Die Gefahr – das Zeichen Kan – ist vorne. Die Gefahr zu sehen – oberes Kernzeichen Li, das Licht, das Auge – und rechtzeitig stehenzubleiben – inneres Zeichen Gen, das Stillehalten –, ist wirkliche Weisheit, im Gegensatz zur Jugendtorheit, bei der die Plätze von Gefahr und Stillstand vertauscht sind. Zur Beseitigung der Gefahr ist es wichtig, den ungefährlichen Weg zu gehen, nach Südwesten zu, wo man die Mitte bekommt, d. h. sich umgeben sieht von Gehilfen: die Neun auf fünftem Platz tut das. Wenn der Herr des Zeichens im äußeren Zeichen steht, heißt es er geht hin, steht er im inneren, so heißt es: er kommt her. Im Nordosten (Norden = die Gefahr, Nordosten = der Berg) kommt man auf einen ungangbaren Weg, der nicht weiterführt. Günstig ist es, den großen Mann zu sehen – die Neun auf fünftem Platz, die an der Spitze des Kernzeichens Li steht –; durch Hingehen wird etwas erreicht: Indem der Herr des Zeichens hingeht, nimmt er an der nach abwärts gerichteten Bewegung des Zeichens Kan, Wasser, teil, das der Erde zufließt und so etwas fertigbringt. Auf dem rechten Platz beharren bringt Heil: denn die Tätigkeit ist nicht nach außen, sondern nach innen, aufs eigne Land gerichtet. Die Wendung nach innen wird durch Hemmnisse erreicht, und die durch diese Wendung (Bekehrung) verursachte Besserung ist der große Wert, den die Wirkung einer Zeit der Hemmnisse hat.
Das Bild
Auf dem Berg ist das Wasser: das Bild des Hemmnisses.
So wendet sich der Edle seiner eigenen Person zu
und bildet seinen Charakter.
Das Wasser auf der Spitze des Berges kann nicht seiner Natur entsprechend nach unten fließen, weil es behindert ist durch Felsen. Es muss stillestehen, dadurch vermehrt es sich, und durch diese innere Anhäufung wird es so groß, dass es die Hindernisse überfließt. Der Ausweg aus Hemmnissen ist die Wendung nach innen und Steigerung des eigenen Wesens.

Die einzelnen Linien

Anfangs eine Sechs bedeutet:
  1. Gehen führt in Hemmnisse, Kommen findet Lob.
  2. Gehen führt in Hemmnisse, Kommen findet Lob, weil es richtig ist, abzuwarten.
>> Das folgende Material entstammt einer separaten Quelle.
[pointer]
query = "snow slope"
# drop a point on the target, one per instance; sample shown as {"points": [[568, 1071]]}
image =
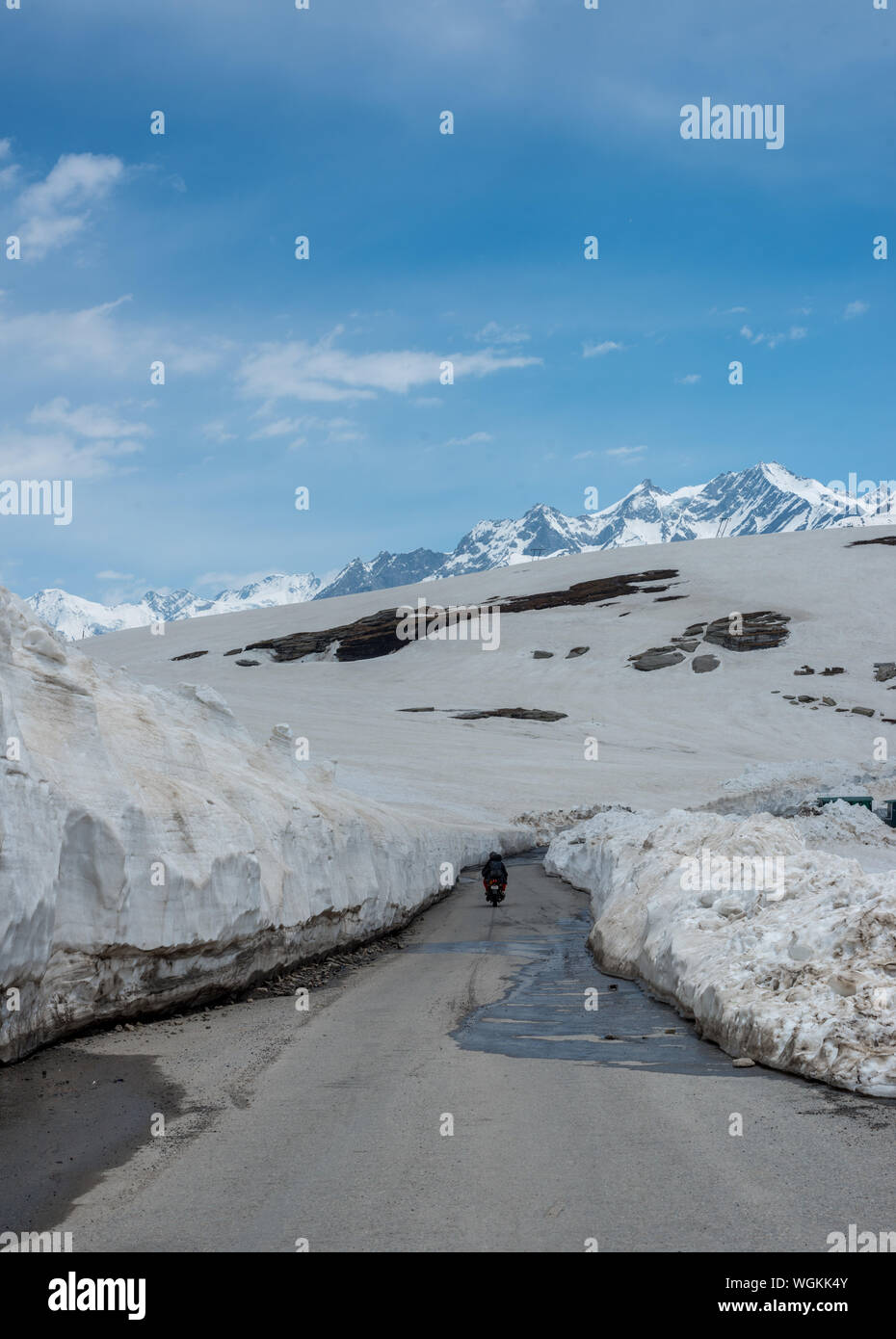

Hingehen, wie es dem Anfangsstrich naheläge, würde in die Gefahr hineinführen. Zurückkommen entspricht dem Zeichen Gen, das Stillehalten.

Sechs auf zweitem Platz bedeutet:
  1. Des Königs Diener ist in Hemmnis über Hemmnis.
    Aber es ist nicht seine eigene Schuld.
  2. Des Königs Diener ist in Hemmnis über Hemmnis. Aber das ist endgültig kein Makel.

Die Sechs auf zweitem Platz steht zum Herrn des Zeichens, Neun auf fünftem Platz, im Verhältnis des Entsprechens. Der Herr steht im Mittelpunkt der Gefahr (oberes Trigamm Kan); der Diener eilt ihm zu Hilfe. Sein Weg führt durch das Kernzeichen Kan, so dass sich Hemmnis über Hemmnis findet. Aber diese Situation ist nicht durch die eigne Lage bedingt: die Sechs auf zweitem Platz steht im Zeichen Gen, Stillstand, braucht von sich also nicht in diese Gefahren. Die Pflicht des Verhältnisses zum Herrn führt sie hinein. Darum ist sie auch in der gefährlichsten Lage ohne Fehler.

Neun auf drittem Platz bedeutet:
  1. Gehen führt in Hemmnisse; da kommt er zurück.
  2. Gehen führt in Hemmnisse; da kommt er zurück.
    Die drinnen freuen sich darüber.

Der starke Strich ist der Herr des Zeichens Gen, auf dem die beiden Schwachen beruhen. Durch seine Stärke könnte er veranlasst werden, nach außen zu gehen, doch da trifft er auf das Zeichen Gefahr. So wendet er sich zurück, und die Sechs auf zweitem Platz, die zu ihm im Verhältnis des Zusammenhaltens steht, freut sich darüber.

Sechs auf viertem Platz bedeutet:
  1. Gehen führt in Hemmnisse,
    Kommen führt zur Vereinigung.
  2. Gehen führt in Hemmnisse, Kommen führt zur Vereinigung.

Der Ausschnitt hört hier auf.